M&A activity is picking up on the Old Continent, with Aedifica offering to acquire Cofinimmo in an all-stock deal. My estimates show that the transaction may occur at a capitalization rate (net rent minus property operating expenses relative to the property’s value) of around 6.1%.
MPW’s Market-Implied Cap Rate
Putting the 6.1% capitalization rate into context, Medical Properties Trust reported annualized Q1 2025 NFFO and interest expenses of about $788 million, set to increase to about $932 million by the end of 2026 due to the aforementioned rents from former Steward Health Care properties. Relative to MPW’s enterprise value of $11.4 billion, we see that MPW’s market-implied capitalization rate stands at about 8.16%.
Moreover, it is common practice in real estate transactions to add general and administrative expenses when calculating the capitalization rate. General and administrative expenses have averaged $140 million in recent years at MPW. As such, MPW’s 2026 cash flows are likely to reach $1 billion to a strategic buyer, indicating the market-implied cap rate from an acquirer’s perspective is even higher, at 9.39%.

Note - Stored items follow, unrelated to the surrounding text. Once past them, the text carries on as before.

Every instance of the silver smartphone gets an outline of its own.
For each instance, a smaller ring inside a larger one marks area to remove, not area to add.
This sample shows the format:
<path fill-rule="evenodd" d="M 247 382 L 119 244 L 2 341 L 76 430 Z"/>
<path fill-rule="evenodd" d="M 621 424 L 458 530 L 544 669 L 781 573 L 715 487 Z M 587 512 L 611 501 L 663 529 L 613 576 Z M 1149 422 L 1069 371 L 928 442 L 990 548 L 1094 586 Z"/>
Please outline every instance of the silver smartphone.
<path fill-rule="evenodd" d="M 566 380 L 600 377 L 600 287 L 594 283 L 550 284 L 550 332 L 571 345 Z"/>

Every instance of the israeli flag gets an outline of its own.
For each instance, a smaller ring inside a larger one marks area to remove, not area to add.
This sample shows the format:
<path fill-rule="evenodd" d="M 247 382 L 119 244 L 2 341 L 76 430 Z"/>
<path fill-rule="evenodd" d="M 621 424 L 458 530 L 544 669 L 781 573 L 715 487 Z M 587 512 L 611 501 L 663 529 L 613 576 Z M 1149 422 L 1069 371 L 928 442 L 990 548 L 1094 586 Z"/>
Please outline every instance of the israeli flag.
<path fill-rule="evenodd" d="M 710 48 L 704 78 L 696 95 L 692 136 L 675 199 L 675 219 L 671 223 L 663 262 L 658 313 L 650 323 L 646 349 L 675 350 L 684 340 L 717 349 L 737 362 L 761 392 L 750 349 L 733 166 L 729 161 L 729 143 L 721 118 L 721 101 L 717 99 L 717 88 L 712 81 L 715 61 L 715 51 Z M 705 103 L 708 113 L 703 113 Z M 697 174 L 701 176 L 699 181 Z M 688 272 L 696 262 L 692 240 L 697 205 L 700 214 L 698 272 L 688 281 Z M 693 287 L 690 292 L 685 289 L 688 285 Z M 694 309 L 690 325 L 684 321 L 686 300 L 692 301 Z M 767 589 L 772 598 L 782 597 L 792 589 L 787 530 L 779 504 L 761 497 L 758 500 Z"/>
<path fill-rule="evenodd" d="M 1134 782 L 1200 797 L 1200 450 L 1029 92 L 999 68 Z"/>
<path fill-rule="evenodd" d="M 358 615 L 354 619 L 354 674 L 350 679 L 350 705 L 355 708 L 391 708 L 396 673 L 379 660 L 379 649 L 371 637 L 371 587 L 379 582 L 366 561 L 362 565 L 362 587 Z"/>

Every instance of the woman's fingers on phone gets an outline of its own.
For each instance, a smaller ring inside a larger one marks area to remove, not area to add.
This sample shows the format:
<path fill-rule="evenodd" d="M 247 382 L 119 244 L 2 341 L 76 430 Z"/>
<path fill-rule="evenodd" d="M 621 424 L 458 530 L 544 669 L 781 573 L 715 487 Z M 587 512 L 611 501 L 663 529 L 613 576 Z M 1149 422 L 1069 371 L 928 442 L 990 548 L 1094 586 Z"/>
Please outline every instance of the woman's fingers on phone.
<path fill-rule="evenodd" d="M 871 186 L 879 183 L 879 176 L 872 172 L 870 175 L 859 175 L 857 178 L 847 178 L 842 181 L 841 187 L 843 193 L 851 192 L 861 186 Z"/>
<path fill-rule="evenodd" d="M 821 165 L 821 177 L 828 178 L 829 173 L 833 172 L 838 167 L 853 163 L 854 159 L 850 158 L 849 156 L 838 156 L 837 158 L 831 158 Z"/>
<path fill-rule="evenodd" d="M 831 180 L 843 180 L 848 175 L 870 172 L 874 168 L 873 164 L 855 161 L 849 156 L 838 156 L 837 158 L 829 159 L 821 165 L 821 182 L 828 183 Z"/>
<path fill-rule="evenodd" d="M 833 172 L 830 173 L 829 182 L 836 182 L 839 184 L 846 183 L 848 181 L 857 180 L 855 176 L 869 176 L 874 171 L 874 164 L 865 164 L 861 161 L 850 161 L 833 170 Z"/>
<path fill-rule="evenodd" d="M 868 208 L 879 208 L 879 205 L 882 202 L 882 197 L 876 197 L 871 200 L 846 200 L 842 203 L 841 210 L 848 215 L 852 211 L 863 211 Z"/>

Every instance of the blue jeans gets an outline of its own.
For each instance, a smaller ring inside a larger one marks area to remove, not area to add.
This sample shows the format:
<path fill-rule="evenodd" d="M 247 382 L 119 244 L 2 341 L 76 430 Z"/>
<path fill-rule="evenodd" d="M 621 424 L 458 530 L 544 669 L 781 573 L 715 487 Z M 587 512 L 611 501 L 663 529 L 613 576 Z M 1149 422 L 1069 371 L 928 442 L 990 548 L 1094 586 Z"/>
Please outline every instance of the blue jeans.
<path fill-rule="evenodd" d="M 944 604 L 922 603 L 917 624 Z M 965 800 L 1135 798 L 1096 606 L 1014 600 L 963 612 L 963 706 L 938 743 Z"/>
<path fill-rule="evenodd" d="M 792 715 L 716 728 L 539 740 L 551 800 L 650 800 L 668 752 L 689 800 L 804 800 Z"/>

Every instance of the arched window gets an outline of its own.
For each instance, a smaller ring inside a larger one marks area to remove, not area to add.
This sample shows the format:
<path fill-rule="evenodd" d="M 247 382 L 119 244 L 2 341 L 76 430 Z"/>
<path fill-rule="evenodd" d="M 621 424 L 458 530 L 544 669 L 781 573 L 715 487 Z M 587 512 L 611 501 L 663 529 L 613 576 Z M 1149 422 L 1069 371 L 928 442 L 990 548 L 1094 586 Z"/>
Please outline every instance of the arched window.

The silver lining is that MPW’s enterprise value is 73% funded with debt. As such, I believe MPW’s common stock offers significant upside should it decide to sell its European portfolio at terms close to those of the Aedifica/Cofinimmo transaction.
It would be fair to say that the value of MPW’s European portfolio is considerably overlooked. Instead, investors have paid outsized attention to MPW’s troubles with U.S. tenants, which are now slowly being addressed.
Is Medical Properties Trust Stock a Good Buy?
On Wall Street, MPW stock has a consensus rating of Hold based on two Buy, one Hold, and one Sell ratings over the past three months. MPW’s average stock price target of $6.25 implies more than 23% upside potential over the next twelve months.

MPW Set for Rebound as Europe Strengthens
In Q1 2025, Medical Properties Trust reported slumping normalized funds from operations relative to the prior quarter as the company began to absorb the cost of recently issued financing. Looking ahead to 2026, NFFO is set to improve primarily thanks to higher rent payments of tenants taking over properties from Steward Health Care.
MPW’s exposure to Europe remains significantly overlooked. There, MPW has faced few problems with tenants. Moreover, recent M&A transactions such as Aedifica’s offer to acquire Cofinimmo point to significant upside in MPW stock. This is due to the attractive market-implied capitalization rate MPW trades at relative to its expected 2026 cash flow run-rate.
Wall Street analysts also share my enthusiasm for MPW, forecasting an average return of about 23% over the next 12 months. As such, I remain bullish on MPW, notwithstanding risks related primarily to the company’s huge debt pile as evidenced by the 73% proportion of net debt in the REIT’s enterprise value.